The area of Magnolia Springs State Park that now comprises the day-use area was used as the prison. The park still houses remnants of the earthen fort that guarded the 10,000-prisoner camp. Two huge timbers, possibly from the prison but more likely from work done by the Civilian Conservation Corps between 1938 and 1942, were recovered. The park's new History Center currently displays some of the first artifacts excavated by the archaeology team from Georgia Southern University. Georgia Southern's Sociology/Anthropology Department has been conducting surveys and excavations for a number of years at the park, serving as a partner in revealing and interpreting the history of Camp Lawton.

==History==
Camp Lawton was established during the Civil War in the fall of 1864 by the Confederate Army to house Union prisoners of war. The Magnolia Springs site was selected to take advantage of the abundant water supply. Built by slave labor and a group of Union prisoners of pine timber harvested on site, the walls measured 12 to 15 ft high. The stockade began receiving the first of at least 10,299 prisoners in early October. The post was abandoned by the end of November when threatened by Sherman's drive on Savannah.

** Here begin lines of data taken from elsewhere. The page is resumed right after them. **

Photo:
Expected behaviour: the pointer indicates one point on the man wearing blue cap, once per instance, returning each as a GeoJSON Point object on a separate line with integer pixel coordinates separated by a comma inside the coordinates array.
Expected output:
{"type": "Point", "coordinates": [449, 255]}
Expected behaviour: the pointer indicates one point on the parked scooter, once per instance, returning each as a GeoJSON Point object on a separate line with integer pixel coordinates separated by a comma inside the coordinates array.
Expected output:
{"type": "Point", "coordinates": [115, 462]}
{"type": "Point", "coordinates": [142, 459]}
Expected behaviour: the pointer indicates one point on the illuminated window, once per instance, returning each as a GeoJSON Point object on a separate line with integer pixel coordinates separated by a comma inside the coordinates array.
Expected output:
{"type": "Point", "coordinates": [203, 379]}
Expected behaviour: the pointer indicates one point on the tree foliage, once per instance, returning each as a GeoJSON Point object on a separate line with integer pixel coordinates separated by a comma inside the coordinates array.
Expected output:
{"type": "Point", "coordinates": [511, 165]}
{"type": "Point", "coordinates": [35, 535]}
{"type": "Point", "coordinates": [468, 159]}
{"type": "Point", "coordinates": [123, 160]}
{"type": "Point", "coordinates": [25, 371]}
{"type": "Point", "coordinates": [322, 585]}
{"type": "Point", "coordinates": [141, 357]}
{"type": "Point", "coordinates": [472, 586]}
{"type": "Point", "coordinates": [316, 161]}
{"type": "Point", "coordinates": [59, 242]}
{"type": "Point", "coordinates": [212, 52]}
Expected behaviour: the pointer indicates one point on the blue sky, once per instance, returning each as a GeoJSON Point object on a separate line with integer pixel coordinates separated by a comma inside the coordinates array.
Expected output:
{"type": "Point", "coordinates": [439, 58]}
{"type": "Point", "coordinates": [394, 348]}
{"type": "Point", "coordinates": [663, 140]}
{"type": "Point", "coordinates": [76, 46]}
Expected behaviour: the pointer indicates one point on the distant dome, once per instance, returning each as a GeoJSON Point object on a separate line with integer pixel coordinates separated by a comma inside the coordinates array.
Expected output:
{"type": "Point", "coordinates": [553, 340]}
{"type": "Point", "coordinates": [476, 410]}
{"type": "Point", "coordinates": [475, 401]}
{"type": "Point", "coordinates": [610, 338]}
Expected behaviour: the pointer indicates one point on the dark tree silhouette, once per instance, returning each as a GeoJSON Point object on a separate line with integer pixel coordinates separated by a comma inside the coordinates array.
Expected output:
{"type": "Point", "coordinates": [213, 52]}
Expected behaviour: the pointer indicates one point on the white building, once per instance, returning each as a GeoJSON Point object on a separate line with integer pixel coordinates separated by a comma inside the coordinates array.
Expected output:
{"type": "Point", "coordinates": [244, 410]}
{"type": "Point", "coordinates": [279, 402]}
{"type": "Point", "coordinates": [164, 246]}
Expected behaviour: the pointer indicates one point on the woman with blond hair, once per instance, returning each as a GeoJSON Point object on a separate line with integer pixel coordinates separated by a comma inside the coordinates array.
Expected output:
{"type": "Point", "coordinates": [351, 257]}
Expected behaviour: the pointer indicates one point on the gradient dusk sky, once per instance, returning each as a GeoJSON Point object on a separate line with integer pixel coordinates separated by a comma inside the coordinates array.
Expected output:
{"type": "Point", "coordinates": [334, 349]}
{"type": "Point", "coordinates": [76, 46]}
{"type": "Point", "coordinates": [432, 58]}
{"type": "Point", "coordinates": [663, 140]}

Colonel Adin B. Underwood wrote that they found, on December 5, 1864, a "village of graves, 900 of them." (Atlanta Post-Appeal, The Three Year's Service of the Thirty-third Mass. Infantry Regiment, November 23, 1881, p. 239.) Chaplain Thomas M. Stevenson wrote, "God will certainly visit the authors' of this crime with his terrible lightning." (History of the Seventy-eighth Regiment O.V.V.I., Zanesville, Hugh Dunne, 1865, pp. 316–317.)

Research using ground-penetrating radar (GPR) conducted in December 2009 by the Lamar Institute of Technology revealed a possible location for the southwest corner of the prison stockade. In 2010 Georgia Southern University undertook archaeological investigations to "ground truth" the results of the GPR survey. In August of that year several Georgia Southern archaeology students uncovered the stockade and around 200 Civil War artifacts. The students had used watercolors by an imprisoned private to locate the site. A fence has been erected to keep people away from the archeological dig near the park's aquarium.